Metabolix and joint venture partner Archer Daniels Midland Co. are building a commercial-scale PHA plant adjacent to Archer Daniels' wet corn mill in Clinton, Iowa. When it begins operating in late 2008, the joint venture plant, under the name Telles, will be able to make 110 million pounds of Mirel-brand biopolymer per year. Mirel was used in gift cards in all of Target's 1,600 stores during the recent holiday season.
Although biopolymers are gaining niche markets, they can face hurdles for broader acceptance, some observers said.
Heat-deflection temperature continues to be an issue for some PLA grades, according to William Riesbeck, vice president of sales, marketing and business development for sheet extruder Ex-Tech Plastics Inc. of Richmond, Ill. Ex-Tech makes a range of sheet, including products based on PLA.
One common grade has a heat-deflection temperature of about 105° F, ``which turns some thermoformers off,'' he said.
Riesbeck said potential users are concerned that any products made from such sheet could deform in a sunny retail window or other location when temperatures rise too high.

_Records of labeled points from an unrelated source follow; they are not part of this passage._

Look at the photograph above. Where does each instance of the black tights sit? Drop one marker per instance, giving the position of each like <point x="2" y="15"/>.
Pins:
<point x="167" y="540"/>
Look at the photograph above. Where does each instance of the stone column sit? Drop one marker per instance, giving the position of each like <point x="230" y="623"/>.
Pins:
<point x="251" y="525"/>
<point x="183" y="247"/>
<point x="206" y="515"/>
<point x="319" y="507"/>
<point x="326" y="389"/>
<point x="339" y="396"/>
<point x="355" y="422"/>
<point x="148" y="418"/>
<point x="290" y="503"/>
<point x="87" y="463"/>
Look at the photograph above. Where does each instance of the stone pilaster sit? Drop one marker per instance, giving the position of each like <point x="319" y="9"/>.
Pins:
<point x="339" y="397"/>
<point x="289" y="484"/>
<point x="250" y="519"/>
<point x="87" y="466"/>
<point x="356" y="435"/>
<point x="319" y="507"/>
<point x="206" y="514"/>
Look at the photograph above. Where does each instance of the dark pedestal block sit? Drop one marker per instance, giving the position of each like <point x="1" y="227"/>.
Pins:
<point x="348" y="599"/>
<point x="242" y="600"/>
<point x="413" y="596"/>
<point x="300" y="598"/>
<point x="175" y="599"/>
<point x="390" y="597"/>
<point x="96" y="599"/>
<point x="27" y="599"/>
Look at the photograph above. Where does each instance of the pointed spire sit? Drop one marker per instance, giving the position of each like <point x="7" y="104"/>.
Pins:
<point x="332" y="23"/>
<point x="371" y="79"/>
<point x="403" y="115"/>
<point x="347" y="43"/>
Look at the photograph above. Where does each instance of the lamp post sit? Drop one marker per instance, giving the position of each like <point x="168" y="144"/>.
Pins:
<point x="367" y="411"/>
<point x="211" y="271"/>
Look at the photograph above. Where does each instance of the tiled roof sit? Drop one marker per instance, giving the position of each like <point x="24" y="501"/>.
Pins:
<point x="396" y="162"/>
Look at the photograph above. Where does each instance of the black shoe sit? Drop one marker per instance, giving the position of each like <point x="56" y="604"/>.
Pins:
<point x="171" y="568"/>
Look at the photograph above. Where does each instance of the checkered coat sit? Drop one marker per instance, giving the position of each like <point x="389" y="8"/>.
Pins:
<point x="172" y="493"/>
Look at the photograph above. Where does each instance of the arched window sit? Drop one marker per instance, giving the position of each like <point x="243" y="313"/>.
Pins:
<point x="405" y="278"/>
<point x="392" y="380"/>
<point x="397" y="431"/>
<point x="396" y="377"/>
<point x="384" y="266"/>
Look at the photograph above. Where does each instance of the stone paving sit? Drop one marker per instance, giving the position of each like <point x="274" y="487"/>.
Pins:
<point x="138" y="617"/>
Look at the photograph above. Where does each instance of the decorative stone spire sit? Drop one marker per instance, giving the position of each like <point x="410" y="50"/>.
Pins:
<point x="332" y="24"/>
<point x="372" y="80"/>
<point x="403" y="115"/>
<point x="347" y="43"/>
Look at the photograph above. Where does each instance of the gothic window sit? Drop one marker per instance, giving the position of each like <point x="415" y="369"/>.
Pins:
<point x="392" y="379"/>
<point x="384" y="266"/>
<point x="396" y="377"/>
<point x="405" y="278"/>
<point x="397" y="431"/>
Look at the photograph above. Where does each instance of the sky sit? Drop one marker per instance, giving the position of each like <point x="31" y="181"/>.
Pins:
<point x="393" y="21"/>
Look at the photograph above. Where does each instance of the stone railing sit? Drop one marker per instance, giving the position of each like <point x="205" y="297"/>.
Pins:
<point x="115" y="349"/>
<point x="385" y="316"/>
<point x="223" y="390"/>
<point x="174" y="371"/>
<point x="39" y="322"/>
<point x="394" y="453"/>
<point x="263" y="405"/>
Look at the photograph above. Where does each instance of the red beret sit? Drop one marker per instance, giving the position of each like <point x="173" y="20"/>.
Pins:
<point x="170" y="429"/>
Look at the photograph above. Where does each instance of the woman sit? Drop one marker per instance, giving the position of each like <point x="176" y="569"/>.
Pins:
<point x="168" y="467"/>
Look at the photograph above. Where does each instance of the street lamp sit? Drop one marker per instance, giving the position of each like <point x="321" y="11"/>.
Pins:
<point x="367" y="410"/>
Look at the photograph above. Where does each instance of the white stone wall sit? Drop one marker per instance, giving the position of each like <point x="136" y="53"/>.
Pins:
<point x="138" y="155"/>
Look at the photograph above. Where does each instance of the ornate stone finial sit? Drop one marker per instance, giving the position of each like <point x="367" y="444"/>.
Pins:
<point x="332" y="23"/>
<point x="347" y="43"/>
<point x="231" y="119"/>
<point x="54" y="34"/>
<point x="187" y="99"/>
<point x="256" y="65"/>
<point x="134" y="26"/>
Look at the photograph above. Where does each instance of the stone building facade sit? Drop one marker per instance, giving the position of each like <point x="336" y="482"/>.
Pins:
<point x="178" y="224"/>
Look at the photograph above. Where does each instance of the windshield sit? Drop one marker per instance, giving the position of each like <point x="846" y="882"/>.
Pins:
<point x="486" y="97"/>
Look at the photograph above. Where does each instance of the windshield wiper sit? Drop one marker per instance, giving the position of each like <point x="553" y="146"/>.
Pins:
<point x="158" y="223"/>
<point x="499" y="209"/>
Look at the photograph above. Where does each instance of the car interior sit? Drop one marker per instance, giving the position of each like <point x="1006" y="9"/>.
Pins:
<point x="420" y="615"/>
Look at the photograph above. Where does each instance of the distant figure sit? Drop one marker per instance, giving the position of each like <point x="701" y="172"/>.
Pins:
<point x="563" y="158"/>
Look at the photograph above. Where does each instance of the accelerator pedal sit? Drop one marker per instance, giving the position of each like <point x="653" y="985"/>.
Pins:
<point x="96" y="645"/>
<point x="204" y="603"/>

``They worry about shipping and storing,'' Riesbeck said. ``It's why more people haven't tried it.''
Brittleness can be a problem, but it is relatively easy to design a product to compensate for it, Riesbeck said. In general, though, the market doesn't have a drop-in PLA replacement yet for PET sheet, the main competing product for PLA sheet, he added.
Biopolymer producers have improved their offerings, but there is still a lot of research going on to address drawbacks, according to Jay Waddell, managing partner for product and market development company Plastic Concepts & Innovations LLC of Mount Pleasant, S.C.
Brittleness and melt strength can be problems, but in-line thermoformers are finding process and mold conditions to overcome them and provide products with required strength, according to Waddell.